Freibad statt Landesfest in Andernach - 2021 Fest in Boppard geplant

19.06.2020 04:10

Andernach/Boppard (dpa/lrs) - Rund 150 000 Besucher sind für dieses
Wochenende beim Rheinland-Pfalz-Tag in Andernach erwartet worden -
dann hat die Corona-Pandemie schon im März die Absage erzwungen. In
der Stadt am Rhein ist an diesen Tagen alles wie immer, aber immerhin
sollte am Freitag (19. Juni) das Freibad mit Corona-Einschränkungen
erstmals wieder öffnen, wie Stadtsprecher Christoph Maurer mitteilt.
Auch der angeblich höchste Kaltwasser-Geysir der Welt mit einer
Wasserfontäne von um die 60 Meter bei Andernach dürfe seit Kurzem
wieder besucht werden - noch nicht allerdings das zugehörige Museum.
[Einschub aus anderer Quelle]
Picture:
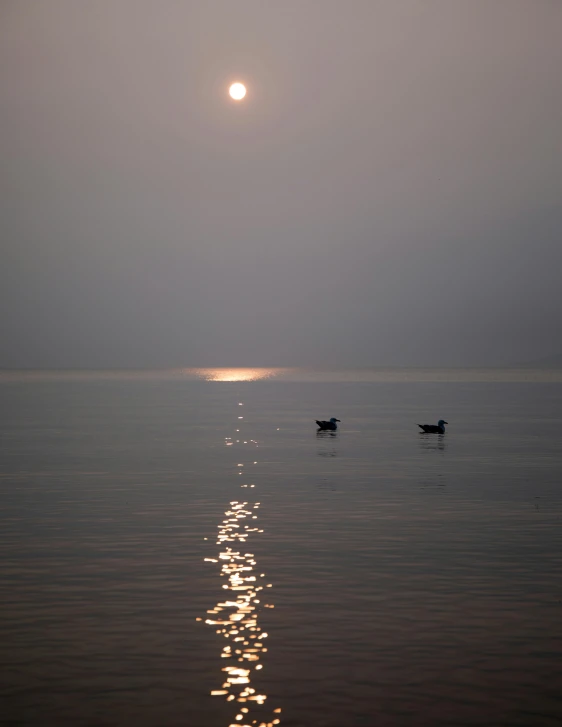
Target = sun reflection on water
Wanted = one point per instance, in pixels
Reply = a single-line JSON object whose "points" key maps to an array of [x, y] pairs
{"points": [[236, 616], [254, 374]]}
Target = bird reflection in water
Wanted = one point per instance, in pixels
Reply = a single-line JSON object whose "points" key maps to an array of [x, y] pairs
{"points": [[236, 617], [432, 442], [326, 444]]}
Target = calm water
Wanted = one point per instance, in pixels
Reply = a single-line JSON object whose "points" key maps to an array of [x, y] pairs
{"points": [[156, 548]]}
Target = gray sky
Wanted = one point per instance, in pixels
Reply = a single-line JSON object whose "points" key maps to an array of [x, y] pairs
{"points": [[390, 192]]}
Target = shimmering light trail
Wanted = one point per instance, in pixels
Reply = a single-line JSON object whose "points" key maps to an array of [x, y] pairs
{"points": [[235, 617]]}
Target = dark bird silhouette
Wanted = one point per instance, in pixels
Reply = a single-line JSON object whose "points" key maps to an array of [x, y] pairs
{"points": [[330, 426], [438, 428]]}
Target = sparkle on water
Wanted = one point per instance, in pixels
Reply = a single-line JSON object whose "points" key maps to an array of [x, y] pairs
{"points": [[237, 91]]}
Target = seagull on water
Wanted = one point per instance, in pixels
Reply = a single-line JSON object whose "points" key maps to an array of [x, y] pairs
{"points": [[330, 426], [439, 428]]}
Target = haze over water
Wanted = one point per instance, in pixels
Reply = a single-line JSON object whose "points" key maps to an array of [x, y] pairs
{"points": [[414, 579]]}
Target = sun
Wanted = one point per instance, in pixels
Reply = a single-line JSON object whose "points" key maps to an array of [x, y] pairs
{"points": [[237, 91]]}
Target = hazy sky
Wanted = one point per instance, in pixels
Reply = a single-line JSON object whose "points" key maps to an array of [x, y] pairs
{"points": [[390, 191]]}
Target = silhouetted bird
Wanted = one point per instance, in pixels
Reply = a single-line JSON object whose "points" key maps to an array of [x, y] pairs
{"points": [[330, 426], [438, 428]]}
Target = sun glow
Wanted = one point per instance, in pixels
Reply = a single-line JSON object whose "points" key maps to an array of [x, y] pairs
{"points": [[237, 91]]}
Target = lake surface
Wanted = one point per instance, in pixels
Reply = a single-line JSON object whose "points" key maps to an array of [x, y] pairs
{"points": [[167, 535]]}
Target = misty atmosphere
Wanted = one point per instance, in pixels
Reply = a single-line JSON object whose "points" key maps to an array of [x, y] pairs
{"points": [[280, 363], [388, 192]]}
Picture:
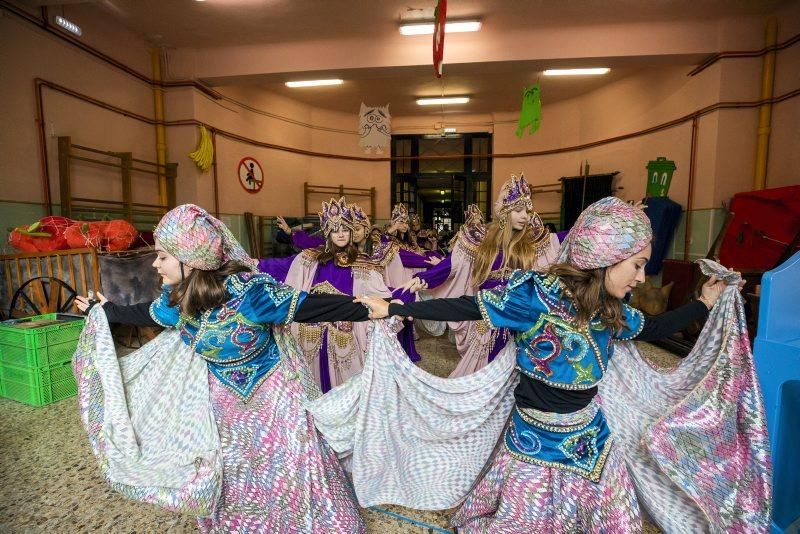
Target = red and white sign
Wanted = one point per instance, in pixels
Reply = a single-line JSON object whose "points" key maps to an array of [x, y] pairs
{"points": [[251, 176]]}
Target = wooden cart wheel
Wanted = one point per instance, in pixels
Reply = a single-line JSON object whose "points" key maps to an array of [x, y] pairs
{"points": [[43, 294]]}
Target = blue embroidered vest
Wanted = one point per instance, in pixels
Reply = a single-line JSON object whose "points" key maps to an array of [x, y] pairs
{"points": [[551, 348], [236, 338]]}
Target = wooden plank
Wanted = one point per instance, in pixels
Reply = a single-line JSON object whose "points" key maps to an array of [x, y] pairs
{"points": [[72, 272], [82, 271], [9, 287], [95, 271]]}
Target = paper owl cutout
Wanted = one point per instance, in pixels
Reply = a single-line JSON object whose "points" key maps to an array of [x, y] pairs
{"points": [[375, 128], [531, 114]]}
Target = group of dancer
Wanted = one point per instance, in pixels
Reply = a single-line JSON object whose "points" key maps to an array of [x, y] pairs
{"points": [[216, 416]]}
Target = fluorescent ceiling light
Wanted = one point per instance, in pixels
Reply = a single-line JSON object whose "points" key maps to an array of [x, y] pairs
{"points": [[442, 101], [575, 72], [314, 83], [68, 25], [426, 28]]}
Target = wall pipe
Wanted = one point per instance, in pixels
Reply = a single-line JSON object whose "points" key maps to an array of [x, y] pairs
{"points": [[236, 137], [765, 110], [161, 134], [687, 236], [216, 180], [44, 24], [48, 204], [770, 48], [40, 83]]}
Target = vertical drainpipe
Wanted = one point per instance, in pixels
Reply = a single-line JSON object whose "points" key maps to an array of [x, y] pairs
{"points": [[161, 135], [765, 110]]}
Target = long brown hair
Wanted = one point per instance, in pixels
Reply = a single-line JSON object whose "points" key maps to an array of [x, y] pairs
{"points": [[588, 290], [200, 291], [517, 246], [330, 251]]}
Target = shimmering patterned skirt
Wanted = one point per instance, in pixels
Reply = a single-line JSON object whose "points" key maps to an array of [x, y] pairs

Vize-Regierungssprecherin Almut Rusbüldt antwortet auf die Frage, ob
das Landesfest in der Kleinstadt nachgeholt wird: «Nein, leider
nicht. Mit der Stadt Andernach sind wir gemeinsam übereingekommen,
dass dies aus organisatorischen Gründen nicht möglich ist.» Im Sommer

2021 sei Boppard für den Rheinland-Pfalz-Tag vorgesehen. «Die Stadt
beginnt auch mit den Vorbereitungen. Die Corona-Pandemie macht
derzeit aber noch keine konkrete Planung möglich.» Geduld sei nötig.

Der Stadt Boppard zufolge geht es um den 9. bis 11. Juli 2021.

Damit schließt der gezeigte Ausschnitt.